You clutch too much, friend
try too hard, like there were a pose
you could freeze into place
& it would be there for you
a point of reference,
Me & What I Believe

you feel like falling in love
you feel like mourning the loss
all this melting snow
endless rehearsals
a slippery dance floor

You try figure, arrange, classify
like you could capture events
make the connections
a 3 ring circus & you the master of ceremonies

you pull out the plastic
“Customer Service.  This is Angie
Can I help you?”

My favorite color is beige
My favorite turtle is soup
She talks math, loves algebraic expressions
Substitute zero for x & solve for y

It’s the economy, stupid
your credit is stretched

What pain that attachment brings!
another force inside
speaking thru you  
using your voice            

locked  sick  feet  speed
pray  read  frog  stop

you want to go away & not care

It’s the passion I feel
what she engenders
causes me such loss

What I feel for you
What you produce
a boost into the air
no forwarding address

bee  gift  crowd  stew 
owl  boy  involve
skid  flip  call  crash

Won’t somebody make contact?
the ice is closing in
I’ve broken to new depths!

short green leaf
short eye grass
shot glass
fall short
near high
go between
impossible gap

It’s hopeless
nobody likes you
you need to cut your throat

snow  fire  spoken  star
mobile  tire  goal 

Dear X:  You’ll know I’m invested
by how rigid I get.  If we met
I’d pose, tell a joke, etc. 

I’m not so much making claims
as paying off deficits

I want to see those connections
how the tree lights up
a locus of identity
something reflected back
not exactly “I want”
but “therefore”

this forgetting dust
this insistent sand
this abandon

these babies born every day
in every city
proliferating what?

new shoes

that’s exactly what I want:
to keep walking

1. In this poem the "pronouns," as you call them, switch around a bit. You go from addressing a "you" to a first person stance.
Okay, can I give some of the background?  We regulate behavior by self-talk, private speech, as with commands like “be brave” or say with scolding our “self,” and there’s extensive use of self-talk in the book.  But speech is communal.  There’s not much distance from the imperative “be brave” to second person “you,” hence addressing oneself as other.  In this instance, there’s an emotional shift, right?  A sense of exasperation.

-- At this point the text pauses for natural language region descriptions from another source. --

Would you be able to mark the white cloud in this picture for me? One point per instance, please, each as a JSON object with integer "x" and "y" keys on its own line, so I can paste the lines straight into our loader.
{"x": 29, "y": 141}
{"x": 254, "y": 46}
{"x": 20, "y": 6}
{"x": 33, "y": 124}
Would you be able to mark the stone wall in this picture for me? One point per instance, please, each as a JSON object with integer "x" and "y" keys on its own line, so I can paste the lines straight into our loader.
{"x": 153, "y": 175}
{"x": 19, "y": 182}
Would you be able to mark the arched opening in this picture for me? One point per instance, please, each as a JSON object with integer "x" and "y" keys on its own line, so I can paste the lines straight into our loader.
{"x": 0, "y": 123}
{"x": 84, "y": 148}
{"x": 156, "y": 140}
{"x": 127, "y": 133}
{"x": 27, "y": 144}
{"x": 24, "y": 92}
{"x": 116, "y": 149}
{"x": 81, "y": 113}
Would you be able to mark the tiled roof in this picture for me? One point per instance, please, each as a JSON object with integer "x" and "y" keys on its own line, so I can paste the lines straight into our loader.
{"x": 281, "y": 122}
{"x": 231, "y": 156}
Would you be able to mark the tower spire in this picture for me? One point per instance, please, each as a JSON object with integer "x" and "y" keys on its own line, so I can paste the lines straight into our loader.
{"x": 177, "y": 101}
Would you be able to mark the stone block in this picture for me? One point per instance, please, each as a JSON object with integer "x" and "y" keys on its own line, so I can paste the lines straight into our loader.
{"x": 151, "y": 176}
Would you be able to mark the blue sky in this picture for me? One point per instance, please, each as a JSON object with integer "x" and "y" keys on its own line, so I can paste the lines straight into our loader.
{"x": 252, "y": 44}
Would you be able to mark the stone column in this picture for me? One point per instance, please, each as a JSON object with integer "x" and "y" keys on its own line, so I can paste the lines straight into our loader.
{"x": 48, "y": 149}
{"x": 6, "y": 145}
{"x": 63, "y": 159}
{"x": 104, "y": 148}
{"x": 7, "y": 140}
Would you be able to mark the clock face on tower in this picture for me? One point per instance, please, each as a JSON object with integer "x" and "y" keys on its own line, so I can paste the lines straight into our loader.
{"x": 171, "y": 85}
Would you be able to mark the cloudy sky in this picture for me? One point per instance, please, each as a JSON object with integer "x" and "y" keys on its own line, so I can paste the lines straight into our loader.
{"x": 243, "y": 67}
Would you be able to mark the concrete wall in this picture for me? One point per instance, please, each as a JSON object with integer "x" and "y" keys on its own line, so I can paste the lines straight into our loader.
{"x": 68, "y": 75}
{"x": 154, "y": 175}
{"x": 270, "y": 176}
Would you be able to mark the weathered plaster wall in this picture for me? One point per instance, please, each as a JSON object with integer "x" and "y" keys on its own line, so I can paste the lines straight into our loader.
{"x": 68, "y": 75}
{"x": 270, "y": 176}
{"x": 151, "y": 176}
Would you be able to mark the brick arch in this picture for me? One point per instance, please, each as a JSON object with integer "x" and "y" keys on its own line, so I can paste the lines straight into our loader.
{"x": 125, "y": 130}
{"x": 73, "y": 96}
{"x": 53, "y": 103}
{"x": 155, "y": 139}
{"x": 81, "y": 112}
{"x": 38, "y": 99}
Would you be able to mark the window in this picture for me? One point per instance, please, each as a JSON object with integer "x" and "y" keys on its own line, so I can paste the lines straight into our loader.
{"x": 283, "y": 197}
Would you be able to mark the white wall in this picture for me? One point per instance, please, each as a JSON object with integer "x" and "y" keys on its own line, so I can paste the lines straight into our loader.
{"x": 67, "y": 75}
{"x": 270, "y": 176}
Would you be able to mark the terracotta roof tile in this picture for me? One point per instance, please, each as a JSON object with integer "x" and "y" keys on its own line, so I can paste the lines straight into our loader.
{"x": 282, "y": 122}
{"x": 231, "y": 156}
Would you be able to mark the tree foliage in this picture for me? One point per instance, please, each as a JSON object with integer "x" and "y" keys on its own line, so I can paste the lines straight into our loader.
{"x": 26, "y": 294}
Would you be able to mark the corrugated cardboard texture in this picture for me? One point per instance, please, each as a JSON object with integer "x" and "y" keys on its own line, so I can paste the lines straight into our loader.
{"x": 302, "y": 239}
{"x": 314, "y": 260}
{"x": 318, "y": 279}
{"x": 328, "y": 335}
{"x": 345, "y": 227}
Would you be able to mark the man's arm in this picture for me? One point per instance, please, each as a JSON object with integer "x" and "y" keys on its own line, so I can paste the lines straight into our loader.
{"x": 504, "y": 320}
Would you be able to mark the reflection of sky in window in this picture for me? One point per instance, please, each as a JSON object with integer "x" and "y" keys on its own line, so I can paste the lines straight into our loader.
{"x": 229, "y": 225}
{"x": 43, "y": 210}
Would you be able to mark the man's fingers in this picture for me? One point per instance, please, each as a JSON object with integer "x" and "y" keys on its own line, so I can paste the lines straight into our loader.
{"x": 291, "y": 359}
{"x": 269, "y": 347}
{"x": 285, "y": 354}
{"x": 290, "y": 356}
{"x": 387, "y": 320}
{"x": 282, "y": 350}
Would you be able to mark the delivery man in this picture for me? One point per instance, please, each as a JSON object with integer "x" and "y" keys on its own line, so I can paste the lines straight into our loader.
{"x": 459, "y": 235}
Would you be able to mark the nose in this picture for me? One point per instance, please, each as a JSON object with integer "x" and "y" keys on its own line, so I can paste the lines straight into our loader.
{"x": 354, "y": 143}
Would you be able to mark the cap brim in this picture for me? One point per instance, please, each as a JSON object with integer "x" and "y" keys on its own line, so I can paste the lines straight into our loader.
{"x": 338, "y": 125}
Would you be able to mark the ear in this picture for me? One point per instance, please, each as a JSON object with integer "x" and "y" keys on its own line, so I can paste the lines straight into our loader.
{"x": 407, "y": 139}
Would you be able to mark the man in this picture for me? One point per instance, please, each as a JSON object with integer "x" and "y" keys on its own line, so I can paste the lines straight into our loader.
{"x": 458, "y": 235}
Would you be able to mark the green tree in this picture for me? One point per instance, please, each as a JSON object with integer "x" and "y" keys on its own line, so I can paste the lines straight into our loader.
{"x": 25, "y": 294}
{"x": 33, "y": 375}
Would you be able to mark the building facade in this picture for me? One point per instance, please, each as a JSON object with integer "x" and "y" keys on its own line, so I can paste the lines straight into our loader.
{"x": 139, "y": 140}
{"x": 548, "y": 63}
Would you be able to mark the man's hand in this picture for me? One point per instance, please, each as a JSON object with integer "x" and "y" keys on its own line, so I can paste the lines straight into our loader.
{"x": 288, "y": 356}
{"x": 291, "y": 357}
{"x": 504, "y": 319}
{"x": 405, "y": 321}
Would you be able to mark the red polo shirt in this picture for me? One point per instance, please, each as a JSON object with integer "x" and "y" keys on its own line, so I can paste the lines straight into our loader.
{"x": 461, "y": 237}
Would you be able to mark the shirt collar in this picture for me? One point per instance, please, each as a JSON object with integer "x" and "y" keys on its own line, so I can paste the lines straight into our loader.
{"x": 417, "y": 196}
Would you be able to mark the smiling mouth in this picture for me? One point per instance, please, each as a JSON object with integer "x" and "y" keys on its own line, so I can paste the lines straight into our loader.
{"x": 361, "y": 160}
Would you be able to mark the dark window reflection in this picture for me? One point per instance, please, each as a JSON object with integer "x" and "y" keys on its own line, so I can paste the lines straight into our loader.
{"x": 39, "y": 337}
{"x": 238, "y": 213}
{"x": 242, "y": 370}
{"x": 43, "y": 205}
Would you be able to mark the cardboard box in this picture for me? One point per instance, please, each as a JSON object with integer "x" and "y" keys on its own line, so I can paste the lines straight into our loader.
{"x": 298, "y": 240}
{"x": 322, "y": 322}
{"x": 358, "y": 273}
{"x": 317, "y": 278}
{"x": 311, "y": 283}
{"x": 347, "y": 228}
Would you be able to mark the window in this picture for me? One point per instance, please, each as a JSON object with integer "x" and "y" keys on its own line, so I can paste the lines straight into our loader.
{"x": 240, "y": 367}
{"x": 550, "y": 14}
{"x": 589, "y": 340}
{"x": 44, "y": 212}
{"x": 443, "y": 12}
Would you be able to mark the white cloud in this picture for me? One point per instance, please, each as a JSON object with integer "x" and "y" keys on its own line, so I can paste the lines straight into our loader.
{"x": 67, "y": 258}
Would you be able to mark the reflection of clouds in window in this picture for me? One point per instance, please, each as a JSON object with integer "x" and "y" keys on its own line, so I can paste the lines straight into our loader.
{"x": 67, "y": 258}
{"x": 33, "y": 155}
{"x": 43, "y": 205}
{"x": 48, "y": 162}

2.  In several places you simply list words: "locked   sick   feet   speed / pray   read   frog   stop," and later "Mothers / death / dharma / diapers / new shoes." This seems to me a quite original technique, and it appears throughout the book. What is it's function?
Well, there are models in Whalen and Duncan, but hey, wait a minute—you use word lists too!  Is this a trick question?  Yes, I use word lists in fairly systematic ways, mostly as a structural device  to keep the notes bouncing, up in the air.  Sometimes it’s a flat surface, sometimes like scratchy noise, sometimes for transitions, sometimes just elliptical speech.

3.  The first stanza seems to be held together, in a tightly wound manner, by rhyme, off-rhyme, and assonance.
Hopefully the sound values ring thru-out, and the rhythm, and voice.  Word lists are often knitted into the text by sound contrasts.  Sound values are key.

4. I love the sly humor: "My favorite turtle is soup," for example.
Thanks, I’m told the humor is pretty dry!  The book is about conflict, impasse, developing flexibility, transformation.  Self-deprecation—or getting distance from oneself (learned from Whalen)— was an important way to unlock from cherished thoughts.

5. The poem seems to shift focus each stanza, although remain united under a certain set of concerns: effort, attachment, loss, passing thoughts. Do you see it this way?
Yes, a trajectory gets established & you’re off to the races, one word to the next, as far as “it” takes you.  Go with the Force, Luke!  Lots of jumping about, drifting off topic, shifting perspective, feints, various forms of address, rhetorical ploys, who knows where you’ll land. Hopefully on your “feet.” That’s exactly right.

6. Anything you would like to add?
It’s physically a beautiful book, thanks to Estelle Roberge’s cover painting, and Jeff Bryan’s design.   We kept the price low so people would take a chance.